Staunton, August 10 – Yerevan has reminded the members of the Organization for the Collective Security that it will assume the rotating chairmanship of that Moscow-led structure in mid-September almost certainly in the hope that it will be able to push the grouping away from the neutrality it displayed during the fighting between Armenia and Azerbaijan last year.
Armenia’s defense minister Arshak Karapetyan told visiting OCST secretary, Stanislav Zas, a Belarusian, that Yerevan had expected his visit much earlier and that Armenia remains unsatisfied with the failure of his organization to support Yerevan during the fighting (ng.ru/cis/2021-08-10/5_8221_armenia.html).
Yerevan has long argued that the OCST should have intervened to help Armenia against Azerbaijan and argues now that Azerbaijan’s actions in recent weeks, including expanded cooperation with Turkey and the construction of roads allowing Baku to move forces around more quickly, mean that the Organization should back Armenia more clearly now.
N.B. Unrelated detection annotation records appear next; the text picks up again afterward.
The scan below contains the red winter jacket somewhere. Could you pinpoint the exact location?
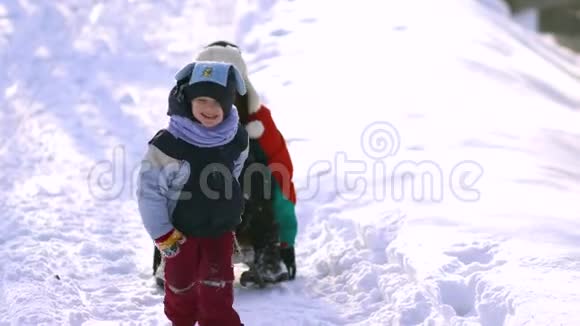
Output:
[247,104,296,205]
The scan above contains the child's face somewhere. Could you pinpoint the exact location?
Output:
[191,96,224,128]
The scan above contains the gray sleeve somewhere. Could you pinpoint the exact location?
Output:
[234,143,250,180]
[137,145,179,240]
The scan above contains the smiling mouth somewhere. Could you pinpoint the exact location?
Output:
[201,113,217,120]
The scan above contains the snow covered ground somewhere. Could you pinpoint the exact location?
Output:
[0,0,580,326]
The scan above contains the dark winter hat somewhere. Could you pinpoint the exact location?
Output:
[175,61,246,116]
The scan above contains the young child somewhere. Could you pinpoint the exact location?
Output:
[153,41,298,287]
[196,41,298,282]
[138,61,249,326]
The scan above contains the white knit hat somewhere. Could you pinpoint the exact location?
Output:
[196,45,260,114]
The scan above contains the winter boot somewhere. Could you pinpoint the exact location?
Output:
[254,243,289,283]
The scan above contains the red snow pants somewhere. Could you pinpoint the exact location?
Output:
[164,232,241,326]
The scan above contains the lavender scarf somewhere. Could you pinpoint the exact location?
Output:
[167,106,240,147]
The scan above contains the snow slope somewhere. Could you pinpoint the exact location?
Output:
[0,0,580,326]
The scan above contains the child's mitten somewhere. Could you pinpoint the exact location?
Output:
[155,229,186,258]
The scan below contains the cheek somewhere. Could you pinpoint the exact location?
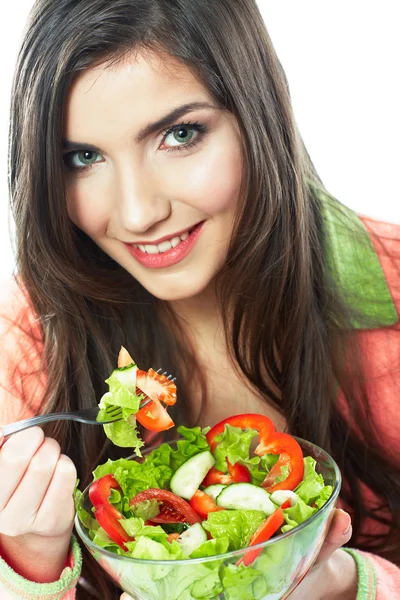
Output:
[66,182,110,237]
[171,142,242,215]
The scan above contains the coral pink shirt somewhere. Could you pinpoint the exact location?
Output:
[0,217,400,600]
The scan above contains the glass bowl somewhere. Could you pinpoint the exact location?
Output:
[75,438,341,600]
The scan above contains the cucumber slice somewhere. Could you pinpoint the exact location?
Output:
[176,523,207,556]
[111,365,137,395]
[170,450,215,500]
[271,490,299,506]
[204,483,226,501]
[216,483,276,516]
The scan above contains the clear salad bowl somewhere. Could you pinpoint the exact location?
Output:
[75,438,341,600]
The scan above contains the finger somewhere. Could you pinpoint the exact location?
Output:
[35,454,77,535]
[0,427,44,511]
[315,508,352,565]
[4,438,61,533]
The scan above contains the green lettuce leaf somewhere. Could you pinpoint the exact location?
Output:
[221,564,267,600]
[281,498,317,533]
[170,425,209,471]
[125,536,186,569]
[190,537,229,558]
[93,458,172,504]
[214,424,260,473]
[97,370,143,456]
[202,510,265,550]
[294,456,332,508]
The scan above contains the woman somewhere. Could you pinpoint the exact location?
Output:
[0,0,400,600]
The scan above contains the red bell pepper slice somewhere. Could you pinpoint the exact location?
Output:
[129,488,201,525]
[236,499,290,567]
[206,414,304,492]
[190,490,224,519]
[261,433,304,493]
[89,474,134,551]
[201,459,251,487]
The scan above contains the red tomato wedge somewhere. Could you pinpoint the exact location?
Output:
[206,414,304,492]
[118,346,176,431]
[89,475,133,550]
[129,488,201,525]
[94,506,134,551]
[136,369,176,406]
[135,400,174,431]
[236,500,290,567]
[190,490,224,519]
[201,459,251,487]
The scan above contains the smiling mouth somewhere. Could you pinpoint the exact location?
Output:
[132,223,201,254]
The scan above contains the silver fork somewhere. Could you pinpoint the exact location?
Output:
[1,369,176,437]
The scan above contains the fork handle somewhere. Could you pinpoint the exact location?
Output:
[1,413,71,437]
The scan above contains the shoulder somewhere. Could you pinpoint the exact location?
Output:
[357,216,400,463]
[359,215,400,318]
[0,278,45,424]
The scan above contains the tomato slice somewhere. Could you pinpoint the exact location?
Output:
[94,506,134,551]
[135,400,174,431]
[201,459,251,487]
[129,488,201,525]
[190,490,224,519]
[236,500,290,567]
[89,474,134,550]
[136,369,176,406]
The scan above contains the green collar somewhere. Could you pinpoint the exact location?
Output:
[316,182,399,329]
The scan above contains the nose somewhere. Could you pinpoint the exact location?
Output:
[116,165,171,233]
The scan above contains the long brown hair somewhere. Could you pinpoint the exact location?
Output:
[10,0,400,599]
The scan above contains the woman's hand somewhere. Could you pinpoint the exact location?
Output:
[288,509,357,600]
[120,509,357,600]
[0,427,76,583]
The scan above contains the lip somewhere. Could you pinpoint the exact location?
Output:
[124,221,205,269]
[128,223,200,246]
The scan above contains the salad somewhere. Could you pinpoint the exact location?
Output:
[75,349,332,598]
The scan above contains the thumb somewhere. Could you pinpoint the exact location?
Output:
[315,508,352,565]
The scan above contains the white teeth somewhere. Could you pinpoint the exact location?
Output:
[134,231,189,254]
[157,240,172,252]
[144,244,158,254]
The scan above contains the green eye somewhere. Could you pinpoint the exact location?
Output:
[173,127,193,143]
[64,150,103,169]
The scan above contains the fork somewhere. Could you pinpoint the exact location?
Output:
[1,369,176,437]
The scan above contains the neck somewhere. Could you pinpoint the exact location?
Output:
[169,286,222,339]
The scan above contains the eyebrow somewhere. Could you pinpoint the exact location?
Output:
[62,102,218,152]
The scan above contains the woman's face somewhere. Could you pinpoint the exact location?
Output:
[63,53,243,301]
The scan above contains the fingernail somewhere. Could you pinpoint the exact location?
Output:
[343,521,351,535]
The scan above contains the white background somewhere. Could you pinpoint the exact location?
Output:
[0,0,400,280]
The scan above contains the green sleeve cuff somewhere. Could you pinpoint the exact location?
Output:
[0,536,82,600]
[342,548,376,600]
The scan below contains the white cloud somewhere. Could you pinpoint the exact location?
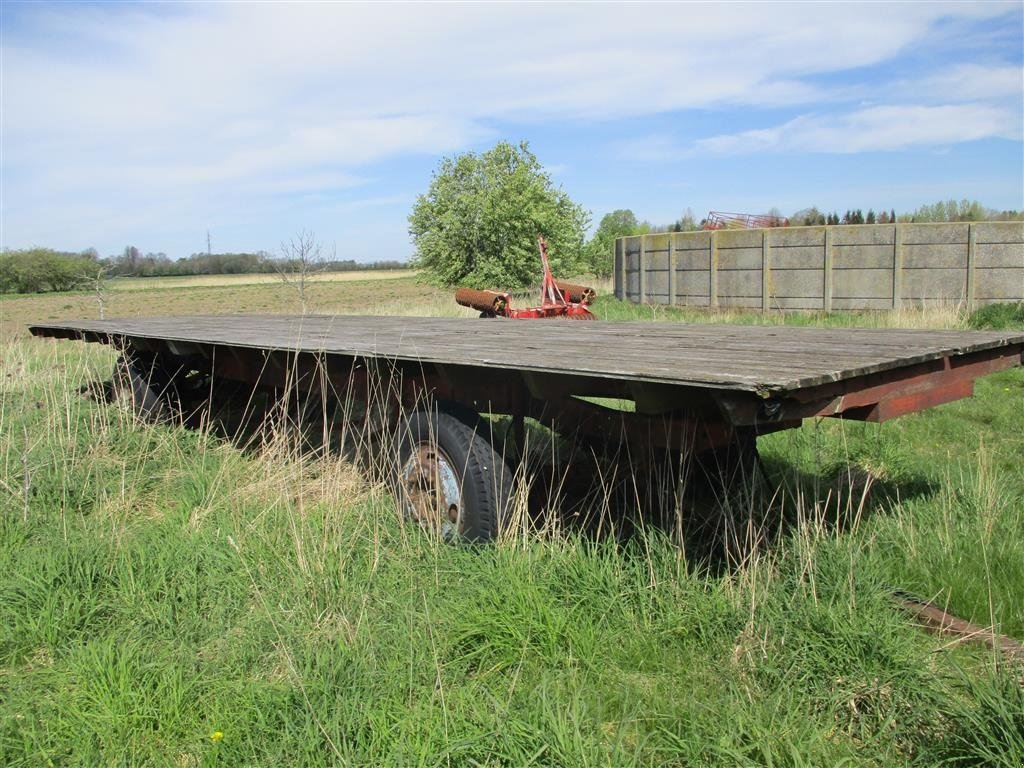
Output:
[2,3,1014,252]
[684,104,1021,155]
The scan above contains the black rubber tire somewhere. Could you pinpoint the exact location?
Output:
[395,404,513,542]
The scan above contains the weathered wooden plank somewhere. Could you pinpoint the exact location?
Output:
[25,315,1024,392]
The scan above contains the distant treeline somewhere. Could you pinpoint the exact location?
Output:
[651,200,1024,234]
[0,246,407,293]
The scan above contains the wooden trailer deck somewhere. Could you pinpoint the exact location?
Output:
[30,315,1024,432]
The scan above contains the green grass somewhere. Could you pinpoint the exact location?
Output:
[0,301,1024,766]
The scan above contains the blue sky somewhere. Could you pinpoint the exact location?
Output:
[0,0,1024,261]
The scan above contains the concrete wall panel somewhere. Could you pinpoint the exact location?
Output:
[615,221,1024,309]
[770,246,825,270]
[903,246,967,269]
[900,269,967,301]
[900,224,970,245]
[833,269,893,296]
[768,269,825,304]
[768,226,825,248]
[828,224,894,246]
[676,251,711,272]
[718,269,761,301]
[715,229,764,248]
[974,269,1024,301]
[973,221,1024,243]
[676,270,711,294]
[833,244,893,269]
[974,243,1024,269]
[718,246,763,269]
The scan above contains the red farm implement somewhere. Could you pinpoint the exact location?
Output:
[455,237,596,319]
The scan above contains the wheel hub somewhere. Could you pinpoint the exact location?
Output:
[401,443,462,541]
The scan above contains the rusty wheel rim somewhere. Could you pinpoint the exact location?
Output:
[401,443,462,541]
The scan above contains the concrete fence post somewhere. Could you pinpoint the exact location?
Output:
[669,232,676,306]
[967,224,978,312]
[893,224,903,309]
[821,225,834,312]
[611,238,627,301]
[708,229,718,307]
[637,234,647,304]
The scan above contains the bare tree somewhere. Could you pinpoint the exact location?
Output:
[81,264,111,319]
[275,229,334,314]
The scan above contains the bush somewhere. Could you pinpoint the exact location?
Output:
[409,141,589,290]
[0,248,96,293]
[967,301,1024,330]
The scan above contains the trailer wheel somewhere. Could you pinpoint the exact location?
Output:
[395,408,512,542]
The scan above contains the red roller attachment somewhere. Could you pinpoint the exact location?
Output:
[455,288,510,316]
[555,280,597,304]
[455,236,597,319]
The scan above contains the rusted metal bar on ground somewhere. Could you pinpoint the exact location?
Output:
[555,280,597,304]
[896,594,1024,662]
[455,288,509,315]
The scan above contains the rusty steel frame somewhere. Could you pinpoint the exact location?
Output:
[74,325,1024,460]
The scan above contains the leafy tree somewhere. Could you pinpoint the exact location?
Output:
[0,248,96,293]
[584,208,647,278]
[409,141,590,289]
[669,208,700,232]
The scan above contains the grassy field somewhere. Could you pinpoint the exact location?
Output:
[0,279,1024,766]
[109,269,417,291]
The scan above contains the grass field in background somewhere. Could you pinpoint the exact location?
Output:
[0,279,1024,766]
[109,269,418,291]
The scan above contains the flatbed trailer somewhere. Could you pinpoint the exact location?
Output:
[30,315,1024,539]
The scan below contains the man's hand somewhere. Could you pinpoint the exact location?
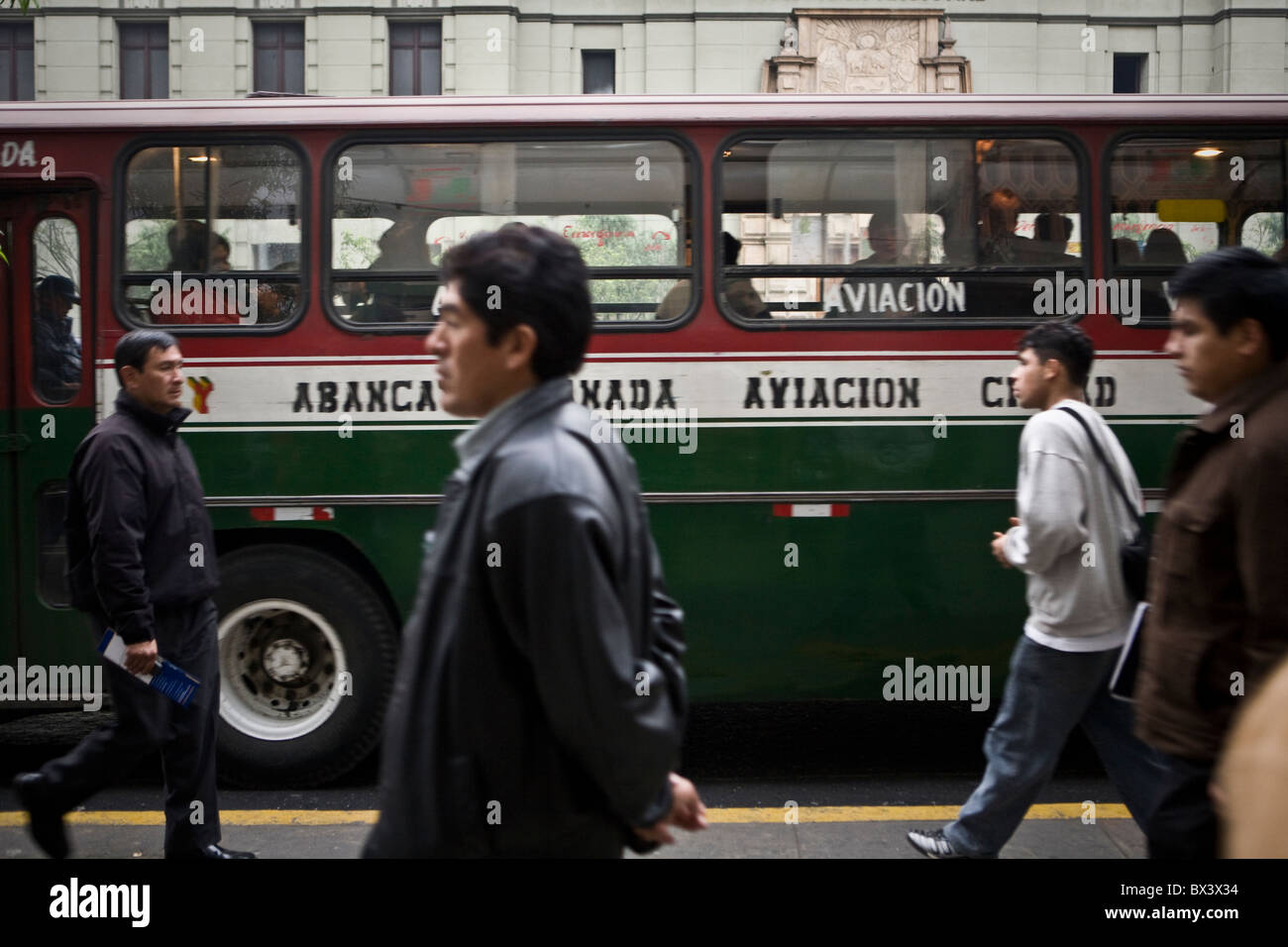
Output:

By advancing this argument now and by reminding Moscow that Yerevan will be in the chair of the OCST after next month, the Armenian government and its allies in the unrecognized Armenian exclave in Qarabagh which Russian forces are currently guarding, has two clear implications.
On the one hand, it suggests that the conflict that had arisen between Yerevan and the OCST over an earlier Armenian chairman has been overcome at least in part, even if Armenia is not about to forget that or the failure of the grouping to support it.
And on the other, it means that Yerevan can be counted on to use its position in the OCST to press for a change in that body’s approach to the conflict and that Moscow could use such efforts there to expand its military and border guard presence in the region.
Even the possibility of these developments is likely to exacerbate tensions not only between Yerevan and Baku but between Baku and Moscow given that the Azerbaijanis will want reassurance that the OCST is not changing course, even though its failure to do so will increase tensions between Moscow and Yerevan.
In short, the next two months promise to see an increase in tensions in the region, although the axes of those tensions will depend on how each of the players there and their supporters further afield respond.